There seems to be there's an active choice here in
making Jenny been teeth, making it an older female entity
instead of a male entity, which would, again, I think,
bring it too close to horrific real life situations that
(01:13:11):
you're trying to avoid and crafting the myth. I think
I agree with that, though, then again, I wonder if
this is this is a sort of modern American cultural
bias on our part that makes us feel this way.
I mean, we might not feel like old women are
necessarily less dangerous. If we say we're in a context
in which we believed witchcraft was real, that's true, that's true.
(01:13:33):
If we have we're taking this and we're we're steeping
it in, uh, the age of witchcraft persecution and then
the an age in which which tales of hags and
witches are are are found everywhere. Then again a lot
of this is taking place, and say the early twentieth
century in which case, I don't know how many people
in north Northwest England in the early twentieth century thought
(01:13:54):
witchcraft was real. But then again, it wasn't that far
removed from from witchcraft persecution. Again, we have to remember
that witchcraft persecution was was what was not a medieval
um uh practice, it was post medieval so early modern. Yeah. Um.

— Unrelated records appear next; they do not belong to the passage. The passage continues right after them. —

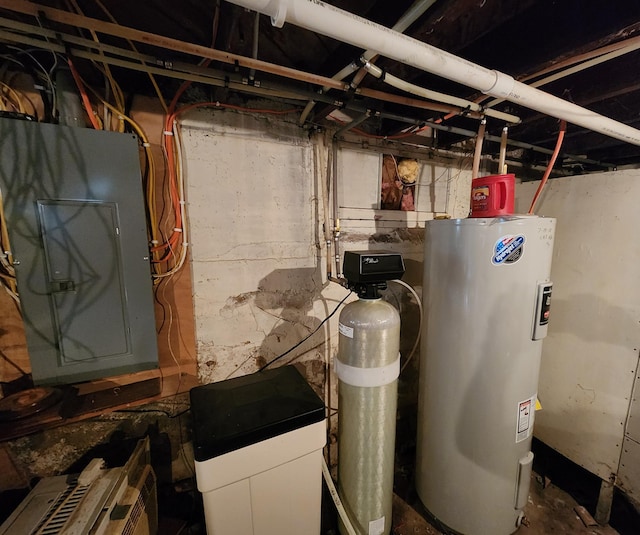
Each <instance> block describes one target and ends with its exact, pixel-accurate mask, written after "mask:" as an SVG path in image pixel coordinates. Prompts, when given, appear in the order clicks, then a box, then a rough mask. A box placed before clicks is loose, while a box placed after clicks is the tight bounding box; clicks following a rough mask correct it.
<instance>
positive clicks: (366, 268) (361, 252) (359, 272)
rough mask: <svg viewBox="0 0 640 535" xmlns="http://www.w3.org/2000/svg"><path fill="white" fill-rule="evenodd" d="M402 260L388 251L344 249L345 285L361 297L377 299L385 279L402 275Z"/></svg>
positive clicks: (390, 278)
mask: <svg viewBox="0 0 640 535" xmlns="http://www.w3.org/2000/svg"><path fill="white" fill-rule="evenodd" d="M404 271H405V269H404V260H403V259H402V255H401V254H399V253H392V252H389V251H345V253H344V260H343V264H342V273H343V274H344V277H345V278H346V279H347V286H348V287H349V288H350V289H351V290H353V291H354V292H356V293H357V294H358V296H359V297H360V298H362V299H377V298H378V297H380V296H379V295H378V290H384V289H385V288H386V287H387V281H390V280H393V279H399V278H400V277H402V275H404Z"/></svg>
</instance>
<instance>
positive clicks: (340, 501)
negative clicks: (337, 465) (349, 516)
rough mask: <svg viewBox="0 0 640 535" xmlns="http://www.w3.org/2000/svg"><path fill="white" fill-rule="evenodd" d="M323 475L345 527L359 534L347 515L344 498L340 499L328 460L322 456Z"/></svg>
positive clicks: (347, 529)
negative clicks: (328, 465)
mask: <svg viewBox="0 0 640 535" xmlns="http://www.w3.org/2000/svg"><path fill="white" fill-rule="evenodd" d="M322 475H323V476H324V480H325V482H326V483H327V488H328V489H329V494H331V498H332V499H333V503H334V504H335V506H336V509H337V510H338V514H339V515H340V518H341V520H342V523H343V524H344V527H345V529H346V530H347V533H348V534H349V535H358V534H357V533H356V530H355V529H353V525H352V524H351V520H349V516H348V515H347V511H346V510H345V508H344V505H342V500H341V499H340V495H339V494H338V491H337V489H336V486H335V485H334V484H333V479H332V478H331V473H330V472H329V467H328V466H327V462H326V461H325V460H324V457H322Z"/></svg>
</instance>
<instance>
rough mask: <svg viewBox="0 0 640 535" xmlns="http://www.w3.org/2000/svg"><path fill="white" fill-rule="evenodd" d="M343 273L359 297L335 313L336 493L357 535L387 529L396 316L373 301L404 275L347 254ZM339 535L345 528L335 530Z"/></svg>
mask: <svg viewBox="0 0 640 535" xmlns="http://www.w3.org/2000/svg"><path fill="white" fill-rule="evenodd" d="M343 273H344V276H345V277H346V279H347V281H348V285H349V287H350V288H351V289H352V290H354V291H356V292H357V293H358V297H359V299H358V300H357V301H354V302H352V303H349V304H348V305H347V306H345V307H344V309H343V310H342V312H341V314H340V323H339V330H340V337H339V346H338V355H337V358H336V360H335V370H336V374H337V376H338V380H339V385H338V403H339V405H338V491H339V493H340V497H341V498H342V501H343V504H344V506H345V509H346V511H347V514H348V516H349V519H350V520H351V523H352V525H353V527H354V529H355V530H356V532H357V533H358V534H359V535H360V534H363V535H387V534H389V532H390V530H391V504H392V501H393V461H394V448H395V429H396V407H397V392H398V375H399V374H400V353H399V347H400V315H399V314H398V311H397V310H396V309H395V308H394V307H393V306H392V305H390V304H389V303H387V302H386V301H383V300H382V299H381V298H380V295H379V290H381V289H384V288H386V281H388V280H392V279H397V278H400V277H401V276H402V275H403V273H404V262H403V260H402V256H401V255H399V254H396V253H382V252H369V251H365V252H356V251H347V252H345V255H344V265H343ZM340 533H342V534H343V535H344V534H345V533H346V530H345V528H344V526H343V525H341V526H340Z"/></svg>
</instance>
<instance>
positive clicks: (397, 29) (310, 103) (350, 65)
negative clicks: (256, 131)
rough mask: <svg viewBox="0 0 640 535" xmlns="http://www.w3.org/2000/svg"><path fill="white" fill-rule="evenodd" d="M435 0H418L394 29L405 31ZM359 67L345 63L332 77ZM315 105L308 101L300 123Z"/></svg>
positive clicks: (399, 21) (409, 8) (373, 50)
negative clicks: (337, 71)
mask: <svg viewBox="0 0 640 535" xmlns="http://www.w3.org/2000/svg"><path fill="white" fill-rule="evenodd" d="M435 1H436V0H417V1H416V2H415V3H414V4H413V5H412V6H411V7H410V8H409V9H408V10H407V11H406V12H405V13H404V15H402V16H401V17H400V18H399V19H398V22H396V23H395V24H394V25H393V28H392V29H393V30H395V31H397V32H401V33H402V32H404V31H405V30H406V29H407V28H408V27H409V26H411V25H412V24H413V23H414V22H415V21H416V20H418V18H419V17H420V15H422V14H423V13H424V12H425V11H426V10H427V9H429V8H430V7H431V6H432V5H433V4H434V3H435ZM375 55H376V52H375V51H374V50H365V51H364V52H363V54H362V56H363V57H364V58H365V59H366V60H367V61H369V60H370V59H371V58H373V57H374V56H375ZM359 68H360V67H359V66H358V65H357V64H356V63H354V62H351V63H349V64H348V65H345V66H344V67H343V68H342V69H341V70H340V71H338V72H337V73H336V74H334V75H333V76H332V78H333V79H334V80H344V79H345V78H346V77H347V76H349V75H350V74H352V73H354V72H356V71H357V70H358V69H359ZM329 89H330V88H329V87H323V88H322V92H323V93H326V92H327V91H329ZM314 106H315V102H313V101H311V102H308V103H307V106H306V107H305V109H304V110H303V112H302V114H301V115H300V124H302V123H304V121H305V120H306V118H307V116H308V115H309V114H310V113H311V110H312V109H313V107H314Z"/></svg>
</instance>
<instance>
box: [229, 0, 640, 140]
mask: <svg viewBox="0 0 640 535" xmlns="http://www.w3.org/2000/svg"><path fill="white" fill-rule="evenodd" d="M229 1H230V2H231V3H234V4H237V5H240V6H243V7H246V8H248V9H253V10H255V11H259V12H261V13H264V14H266V15H269V16H270V17H271V22H272V24H273V25H274V26H277V27H282V26H283V25H284V23H285V22H290V23H292V24H295V25H296V26H302V27H303V28H306V29H308V30H311V31H314V32H317V33H320V34H322V35H326V36H328V37H332V38H334V39H337V40H339V41H343V42H345V43H349V44H351V45H354V46H357V47H360V48H365V49H371V50H375V51H377V52H378V53H379V54H381V55H384V56H386V57H388V58H391V59H395V60H396V61H400V62H402V63H406V64H407V65H411V66H413V67H416V68H418V69H422V70H424V71H428V72H431V73H433V74H437V75H438V76H442V77H443V78H447V79H449V80H453V81H454V82H458V83H460V84H463V85H465V86H468V87H472V88H474V89H477V90H479V91H482V92H483V93H485V94H487V95H491V96H493V97H496V98H504V99H505V100H508V101H510V102H513V103H515V104H518V105H520V106H524V107H527V108H530V109H532V110H536V111H539V112H541V113H544V114H546V115H550V116H551V117H556V118H558V119H564V120H565V121H567V122H569V123H572V124H575V125H578V126H582V127H583V128H587V129H588V130H593V131H594V132H599V133H601V134H604V135H606V136H609V137H613V138H615V139H619V140H621V141H625V142H627V143H632V144H634V145H640V130H637V129H635V128H632V127H630V126H627V125H625V124H623V123H621V122H618V121H614V120H613V119H610V118H608V117H604V116H603V115H600V114H598V113H595V112H592V111H590V110H587V109H586V108H583V107H581V106H577V105H575V104H572V103H571V102H568V101H566V100H563V99H561V98H558V97H555V96H553V95H550V94H549V93H545V92H544V91H540V90H539V89H535V88H533V87H530V86H528V85H525V84H523V83H521V82H518V81H516V80H514V79H513V78H512V77H511V76H509V75H507V74H504V73H502V72H499V71H496V70H491V69H487V68H485V67H481V66H480V65H476V64H475V63H472V62H470V61H467V60H465V59H462V58H460V57H458V56H455V55H453V54H450V53H448V52H445V51H443V50H440V49H438V48H435V47H433V46H431V45H428V44H426V43H423V42H421V41H418V40H416V39H413V38H411V37H407V36H406V35H403V34H401V33H398V32H396V31H394V30H391V29H389V28H385V27H384V26H381V25H379V24H376V23H374V22H371V21H369V20H366V19H364V18H362V17H358V16H356V15H353V14H352V13H349V12H347V11H344V10H341V9H338V8H336V7H333V6H331V5H328V4H325V3H324V2H321V1H320V0H229Z"/></svg>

Before we we closed out here, I do want to
(01:14:14):
quickly reference another green in today that I forgot to
mention that I should have mentioned, that I can only
imagine is based in part on some of these ideas,
and that is the Hitcher from the Mighty Bush, the
green skinned hag like male Cockney character. I'm not familiar.
Oh you haven't he sings the song about eels. No,
(01:14:34):
I don't know. Well, those of you out there who
have watched The Mighty Bush you know what I'm talking about.
If not, um, do a do a search for for
Bush and Hitcher, and I think you'll be delighted with
what you find. I thought you were going to say,
Cheddar Goblin, ch cheddar Goblin. It is a more recent phenomenon,
but but I think probably unrelated to this particular fairy tale. Well, Robert,
(01:14:56):
I have had massive fun with this epic exploration of
water hags Jenny Green teeth. Yeah, this has been a
good one. Uh, there was, there was. There's a lot
more beneath the depths than one might think. You know,
you don't know how deep that pond really is. All right.